The ACC currently has eight solid bowl tie-ins and one more conditional bowl spot. If two ACC teams qualify for the BCS (a distinct possibility), then that’s nine bowl spots and a possible 10th. An ACC official told me earlier this week that he’s more concerned with filling all the ACC slots than having a qualified team un-invited.
The last time an ACC school met the NCAA standard for a bowl and didn’t get invited (other than teams penalized like UNC and Miami last season; Miami in 2011 and Clemson in 2004) was in 2001, when a 6-5 Wake Forest team stayed home.
If Duke gets to six wins – certainly not a given – the Blue Devils will almost certainly go bowling. Of course, they can remove the “almost certainly” from that sentence very easily – just win 7-8-9-10 games.
What are the chances of winning at least three more games?
The last two weeks have shown the volatility of college football and the danger of making such projections.
A week ago, any rational observer would have given Duke a much better chance to get a win at Wake Forest than at home against North Carolina State. Then the Deacons knocked off the Wolfpack in Winston-Salem – so which is the most vulnerable upcoming Duke opponent now? North Carolina looked like a formidable opponent coming into the season … but that was before the Tar Heels were shredded at home by East Carolina and opened 1-4.
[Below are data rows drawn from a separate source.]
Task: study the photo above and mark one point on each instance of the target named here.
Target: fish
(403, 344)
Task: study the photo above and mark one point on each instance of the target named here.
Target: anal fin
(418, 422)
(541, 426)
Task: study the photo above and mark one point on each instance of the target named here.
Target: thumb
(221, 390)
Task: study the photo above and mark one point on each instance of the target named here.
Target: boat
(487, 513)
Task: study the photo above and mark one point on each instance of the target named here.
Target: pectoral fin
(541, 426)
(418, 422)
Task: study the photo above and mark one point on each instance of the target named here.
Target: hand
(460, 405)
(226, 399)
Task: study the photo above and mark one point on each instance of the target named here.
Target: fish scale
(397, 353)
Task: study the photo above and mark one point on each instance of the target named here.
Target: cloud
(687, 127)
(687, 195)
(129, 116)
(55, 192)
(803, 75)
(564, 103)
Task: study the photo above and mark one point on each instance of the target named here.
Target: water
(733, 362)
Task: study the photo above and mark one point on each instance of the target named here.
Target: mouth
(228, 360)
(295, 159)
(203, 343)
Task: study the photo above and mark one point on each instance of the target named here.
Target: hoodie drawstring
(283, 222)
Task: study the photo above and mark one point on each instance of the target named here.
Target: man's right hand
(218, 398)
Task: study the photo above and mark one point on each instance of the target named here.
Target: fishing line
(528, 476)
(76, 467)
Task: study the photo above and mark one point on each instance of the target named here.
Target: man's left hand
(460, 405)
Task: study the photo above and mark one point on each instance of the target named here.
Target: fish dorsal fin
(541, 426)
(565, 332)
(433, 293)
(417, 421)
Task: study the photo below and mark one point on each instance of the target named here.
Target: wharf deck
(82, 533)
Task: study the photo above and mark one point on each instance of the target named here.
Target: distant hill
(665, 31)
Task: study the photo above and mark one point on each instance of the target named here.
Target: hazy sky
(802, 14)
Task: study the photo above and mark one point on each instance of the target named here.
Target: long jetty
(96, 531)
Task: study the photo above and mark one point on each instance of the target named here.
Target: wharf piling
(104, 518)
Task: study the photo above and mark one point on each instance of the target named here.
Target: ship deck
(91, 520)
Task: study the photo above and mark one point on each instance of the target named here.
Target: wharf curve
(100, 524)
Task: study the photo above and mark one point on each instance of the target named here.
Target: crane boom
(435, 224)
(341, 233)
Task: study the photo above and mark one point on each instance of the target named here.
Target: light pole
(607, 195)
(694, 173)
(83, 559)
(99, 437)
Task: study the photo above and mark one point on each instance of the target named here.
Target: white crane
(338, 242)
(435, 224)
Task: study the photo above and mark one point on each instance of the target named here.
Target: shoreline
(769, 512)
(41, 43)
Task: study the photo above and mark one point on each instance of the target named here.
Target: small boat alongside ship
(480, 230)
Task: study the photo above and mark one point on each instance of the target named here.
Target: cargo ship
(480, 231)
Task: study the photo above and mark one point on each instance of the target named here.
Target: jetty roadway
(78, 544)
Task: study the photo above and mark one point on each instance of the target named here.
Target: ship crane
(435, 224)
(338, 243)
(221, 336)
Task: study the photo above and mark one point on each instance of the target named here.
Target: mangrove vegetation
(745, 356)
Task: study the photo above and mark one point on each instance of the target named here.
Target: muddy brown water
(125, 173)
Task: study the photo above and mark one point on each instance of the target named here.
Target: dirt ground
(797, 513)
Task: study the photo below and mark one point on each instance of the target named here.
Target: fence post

The point is that things change even over the course of the season.
Several weeks ago, when both Wake and Virginia Tech were struggling, I told a friend that I wished we were playing both teams in September. I knew the Jim Grobe and Frank Beamer are two of the best coaches in the ACC and would eventually get their teams straightened out.
Amazing – but not surprising – to see a Deacon team that lost at home to a terrible Louisiana-Monroe team and get killed 56-7 at Clemson, bounce back to defeat N.C. State. And that Virginia Tech team that had to go overtime at home to beat Marshalln was replaced by one good enough to manhandle Georgia Tech and North Carolina on successive weekends.
And Duke can – and will – change (hopefully for the better) over the next two months. So projecting a Duke-Wake game in November or a Duke-UNC matchup on the last weekend of the season is an exercise in futility.
So no real projections, except to say that of Duke’s final seven games, two appear to be very, very difficult – at Virginia Tech on Oct. 26 and home against Miami on Nov. 16.
None of the other five opponents is scary, although there’s not a sure win in the bunch. Duke’s task is to win at least three of the five games against Navy this Saturday, at Virginia the next week, at home against N.C. State on Nov. 9 and at Wake and at UNC on the last two weeks of the season.
It’s certainly do-able – heck, five more wins and 8-4 regular season is not a ridiculous goal.
If the Blue Devils do beat Navy this week, then travel to Charlottesville and win on the day after Countdown to Craziness, we may to pause to countdown and see how far this Duke football team can go.